Reese is participating in a prize-guessing game.

There are $N$ ($N > 2$) doors in front of her, with a grand prize behind exactly one of them, and the others are empty. There is a host who knows which door hides the prize. Each time Reese chooses a door (without opening it), the host chooses one door to open from the remaining unopened doors that do not contain the prize, and then gives Reese another chance to choose (Reese can choose to keep her previous choice or switch to any other door she wants). This continues until only two doors remain, at which point Reese's choice becomes her final choice.

Reese wants to win the grand prize, but she has no information. Therefore, she decides to always pick a door that has the "highest probability of having the prize behind it from her perspective." If there are multiple such doors, she chooses one of them uniformly at random. (Obviously, when choosing for the first time, the probability of the prize being behind any door from her perspective is $\frac{1}{N}$, so she will choose one of the $N$ doors at random.)

In other words, Reese's selection process can be abstracted as follows:

while (number of remaining doors >= 2):
    Reese selects a door as described above, without opening it
    if (number of remaining doors == 2):
        This door is Reese's final choice; break;
    The host opens a door as described above (which means the number of remaining doors decreases by 1)
    Reese recalculates the probability of the prize being behind each door

Now, the event organizer has appointed you as the host and asks you to manipulate the game. In other words, each time, you can actively choose which door to open from the remaining doors (excluding the one Reese chose and the one with the grand prize) instead of choosing randomly, with the goal of minimizing the probability that Reese ultimately chooses the prize door. Given $N$, find this minimum probability.

Note: Reese is unaware of your existence. In other words, she still assumes the host is acting normally and does not try to guess your intentions.

Input

Due to some reasons, the input consists of a series of congruence equations, where $N$ is the smallest non-negative integer solution to these equations.

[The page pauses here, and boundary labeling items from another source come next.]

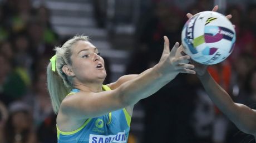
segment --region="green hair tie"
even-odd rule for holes
[[[52,63],[52,70],[55,72],[56,70],[56,55],[53,55],[50,60]]]

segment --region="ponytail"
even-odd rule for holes
[[[52,70],[50,62],[47,66],[47,86],[55,114],[57,114],[61,103],[69,92],[70,89],[64,85],[62,78],[56,72]]]
[[[88,41],[87,36],[76,35],[64,43],[61,47],[56,47],[54,62],[47,67],[47,86],[53,111],[57,114],[61,102],[72,88],[72,77],[67,76],[62,72],[62,67],[65,65],[72,65],[71,56],[73,45],[79,40]],[[52,60],[52,59],[51,59]],[[52,69],[53,68],[53,71]]]

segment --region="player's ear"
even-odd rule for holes
[[[75,76],[75,73],[70,66],[65,65],[62,67],[62,71],[67,76]]]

The first line contains a positive integer $T$, representing the number of congruence equations.

The next $T$ lines each contain two integers $a_i, b_i$ ($0 \leq a_i < b_i$), representing $N \equiv a_i \pmod {b_i}$.

Output

If such an $N$ does not exist or $N < 2$, output a single line containing "error" (without quotes). Otherwise, output the answer as a decimal rounded to six decimal places. The evaluation uses full-text comparison.

Examples

Input 1

1
2 1000000007

Output 1

0.500000

Input 2

1
3 1000000007

Output 2

0.666667

Note 2

This is the classic Monty Hall problem.

Initially, Reese has a $1/3$ probability of choosing the correct door. In this case, no matter what you choose, Reese will switch doors and end up with the wrong one.

In the other $2/3$ of cases, you have no choice but to eliminate an incorrect option, leaving her to switch to the correct door.

Subtasks

Subtask 1 (5 points): $T = 1$, $a_i \leq 4$.

Subtask 2 (10 points): $T \leq 10$, if $N$ exists, then $N \leq 6$.

Subtask 3 (10 points): $T \leq 10$, if $N$ exists, then $N \leq 8$.

Subtask 4 (10 points): $T \leq 10$, if $N$ exists, then $N \leq 10$.

Subtask 5 (5 points): If $N$ exists, then $N \leq 200$.

Subtask 6 (25 points): $b_i$ are guaranteed to be pairwise coprime.

Subtask 7 (35 points): No special properties.

For all data, $T \leq 5 \times 10^4$, $\operatorname{lcm}(b_1, b_2, \cdots, b_n) \leq 10^{18}$.

Note

Bayes' theorem: Suppose $B_1, B_2, \cdots, B_n$ are $n$ mutually exclusive events, and $\sum_{i=1}^n P(B_i) = 1$, then

$$P(B_i \mid A) = \frac{P(B_i)P(A \mid B_i)}{\sum_{j=1}^n P(B_j)P(A \mid B_j)}$$

where $P(B_i \mid A)$ denotes the probability of event $B_i$ occurring given that event $A$ has occurred.